Extends — Class A inherits from Class B. Inheritance edges surface the type hierarchy. When you’re debugging polymorphic behavior—”which implementation actually runs?”—these edges point you to the answer.

Implements — Class A fulfills Interface B. Similar to extends, but for contracts. When you change an interface, implements edges show you every class that needs to update.

Exports — Module A exposes Symbol B. Export edges are the public API surface.

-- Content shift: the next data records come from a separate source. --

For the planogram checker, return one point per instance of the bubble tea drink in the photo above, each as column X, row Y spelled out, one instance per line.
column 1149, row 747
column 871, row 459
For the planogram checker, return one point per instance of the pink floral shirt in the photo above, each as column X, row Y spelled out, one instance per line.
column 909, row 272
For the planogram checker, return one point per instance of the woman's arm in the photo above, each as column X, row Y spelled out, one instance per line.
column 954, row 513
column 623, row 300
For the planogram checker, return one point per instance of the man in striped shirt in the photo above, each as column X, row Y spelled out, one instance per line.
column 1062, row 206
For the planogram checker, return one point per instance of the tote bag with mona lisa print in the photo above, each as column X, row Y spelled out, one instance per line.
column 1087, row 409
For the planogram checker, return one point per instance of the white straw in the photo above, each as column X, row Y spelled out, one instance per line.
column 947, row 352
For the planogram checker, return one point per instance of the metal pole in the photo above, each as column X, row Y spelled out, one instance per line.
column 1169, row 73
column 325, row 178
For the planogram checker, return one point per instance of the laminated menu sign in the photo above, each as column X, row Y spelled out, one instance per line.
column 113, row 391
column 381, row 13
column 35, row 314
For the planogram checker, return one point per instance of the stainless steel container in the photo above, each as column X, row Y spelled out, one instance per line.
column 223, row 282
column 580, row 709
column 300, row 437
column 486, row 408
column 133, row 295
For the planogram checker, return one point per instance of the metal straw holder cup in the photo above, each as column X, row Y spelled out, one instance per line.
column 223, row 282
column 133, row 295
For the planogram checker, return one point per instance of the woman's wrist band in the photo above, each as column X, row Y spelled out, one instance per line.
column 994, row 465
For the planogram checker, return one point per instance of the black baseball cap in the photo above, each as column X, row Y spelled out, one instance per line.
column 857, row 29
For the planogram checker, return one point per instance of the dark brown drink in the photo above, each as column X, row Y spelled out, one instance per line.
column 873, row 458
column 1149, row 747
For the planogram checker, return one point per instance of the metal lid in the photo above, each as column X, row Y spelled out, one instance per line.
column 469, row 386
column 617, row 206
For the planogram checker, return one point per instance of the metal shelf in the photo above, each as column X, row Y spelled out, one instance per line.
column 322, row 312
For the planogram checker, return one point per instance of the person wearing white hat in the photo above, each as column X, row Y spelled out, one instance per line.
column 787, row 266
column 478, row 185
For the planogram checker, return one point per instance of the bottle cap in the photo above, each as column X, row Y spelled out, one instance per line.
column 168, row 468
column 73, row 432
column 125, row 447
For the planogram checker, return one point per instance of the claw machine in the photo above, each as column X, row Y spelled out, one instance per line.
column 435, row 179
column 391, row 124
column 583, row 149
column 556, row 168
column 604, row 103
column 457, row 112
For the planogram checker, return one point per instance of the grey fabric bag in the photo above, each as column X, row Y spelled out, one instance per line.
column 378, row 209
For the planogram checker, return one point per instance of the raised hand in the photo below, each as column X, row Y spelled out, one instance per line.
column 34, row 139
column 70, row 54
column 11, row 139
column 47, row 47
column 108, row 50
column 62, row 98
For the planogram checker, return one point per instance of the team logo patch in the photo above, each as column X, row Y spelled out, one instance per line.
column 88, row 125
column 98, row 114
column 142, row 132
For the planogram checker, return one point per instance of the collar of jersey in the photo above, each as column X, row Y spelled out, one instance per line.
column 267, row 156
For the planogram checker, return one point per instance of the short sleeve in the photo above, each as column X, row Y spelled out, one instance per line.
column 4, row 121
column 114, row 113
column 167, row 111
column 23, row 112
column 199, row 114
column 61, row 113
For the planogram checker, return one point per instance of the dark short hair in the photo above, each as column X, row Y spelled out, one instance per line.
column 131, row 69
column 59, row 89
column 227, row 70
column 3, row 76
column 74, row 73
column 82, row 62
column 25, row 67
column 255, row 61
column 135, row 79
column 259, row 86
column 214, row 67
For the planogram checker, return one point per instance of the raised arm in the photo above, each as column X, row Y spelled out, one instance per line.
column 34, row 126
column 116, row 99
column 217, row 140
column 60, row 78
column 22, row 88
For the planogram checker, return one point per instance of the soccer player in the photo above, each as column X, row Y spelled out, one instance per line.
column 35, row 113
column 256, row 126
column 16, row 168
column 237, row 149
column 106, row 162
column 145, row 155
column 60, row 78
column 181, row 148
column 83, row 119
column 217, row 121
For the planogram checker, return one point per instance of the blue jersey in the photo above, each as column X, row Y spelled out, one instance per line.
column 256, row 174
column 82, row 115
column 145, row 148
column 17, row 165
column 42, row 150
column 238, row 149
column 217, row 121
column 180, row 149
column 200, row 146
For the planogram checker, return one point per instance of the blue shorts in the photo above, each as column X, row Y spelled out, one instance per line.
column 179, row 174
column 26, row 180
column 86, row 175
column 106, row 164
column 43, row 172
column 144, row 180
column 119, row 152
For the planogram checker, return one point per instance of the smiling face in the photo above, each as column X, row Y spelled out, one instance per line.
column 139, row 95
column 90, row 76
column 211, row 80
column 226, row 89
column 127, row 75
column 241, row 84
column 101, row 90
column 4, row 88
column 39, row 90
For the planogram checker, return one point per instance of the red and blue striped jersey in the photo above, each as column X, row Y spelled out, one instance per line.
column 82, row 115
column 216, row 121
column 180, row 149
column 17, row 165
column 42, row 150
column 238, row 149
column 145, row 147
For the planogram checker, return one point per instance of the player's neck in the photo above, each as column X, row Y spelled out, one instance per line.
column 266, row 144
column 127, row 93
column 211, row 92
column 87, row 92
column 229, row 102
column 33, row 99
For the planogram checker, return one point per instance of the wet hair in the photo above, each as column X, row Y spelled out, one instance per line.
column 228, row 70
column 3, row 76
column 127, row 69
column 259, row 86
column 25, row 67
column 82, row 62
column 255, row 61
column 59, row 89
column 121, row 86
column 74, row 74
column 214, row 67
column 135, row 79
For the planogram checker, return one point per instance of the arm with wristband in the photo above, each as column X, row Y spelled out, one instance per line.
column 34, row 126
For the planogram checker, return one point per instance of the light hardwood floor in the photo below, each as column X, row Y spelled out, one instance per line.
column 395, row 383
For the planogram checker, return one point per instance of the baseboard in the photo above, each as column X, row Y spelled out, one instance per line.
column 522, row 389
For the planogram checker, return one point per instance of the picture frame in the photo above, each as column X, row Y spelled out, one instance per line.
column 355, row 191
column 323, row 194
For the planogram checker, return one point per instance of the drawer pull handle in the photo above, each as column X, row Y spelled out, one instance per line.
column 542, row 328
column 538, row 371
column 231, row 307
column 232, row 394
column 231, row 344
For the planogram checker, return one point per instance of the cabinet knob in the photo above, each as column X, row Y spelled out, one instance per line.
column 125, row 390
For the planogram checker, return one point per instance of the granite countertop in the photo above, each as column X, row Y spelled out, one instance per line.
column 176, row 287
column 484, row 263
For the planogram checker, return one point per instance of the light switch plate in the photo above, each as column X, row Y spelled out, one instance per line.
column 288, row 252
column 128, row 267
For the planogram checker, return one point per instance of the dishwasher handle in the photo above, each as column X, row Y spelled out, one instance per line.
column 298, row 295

They distinguish “internal implementation detail” from “thing other modules depend on.”

Each edge is extracted during indexing by walking the AST—the same tree-sitter parse that already happens for semantic chunking. When the parser sees a function call node, it records a calls edge. When it sees an import statement, it records an imports edge. The overhead is minimal because the parse is already happening.

The key insight: edges are extracted at the symbol level first—function names, class names—and then resolved to specific code chunks after all files are indexed. This two-phase approach handles cross-file references cleanly. When api.ts calls authenticate(), the resolver looks up which chunk defines that symbol and creates a direct link.

Same-file references get higher confidence than cross-file ones. “The authenticate call in auth.ts probably refers to the authenticate function in the same file” is a safer bet than guessing it lives in utils.ts. A small heuristic, but it matters when a codebase reuses names across modules.

The Agent’s Memory Problem

Here’s something I didn’t anticipate when I first built semantic search: agents have no memory of where they’ve been.

Each tool call is stateless. The agent searches, gets results, reads a file, searches again. But between calls, there’s no record of “I already looked at authenticate()“ or “I haven’t checked the callers yet.” The agent carries this in its context window—which works until the conversation gets long enough that earlier exploration falls out of scope or gets compressed.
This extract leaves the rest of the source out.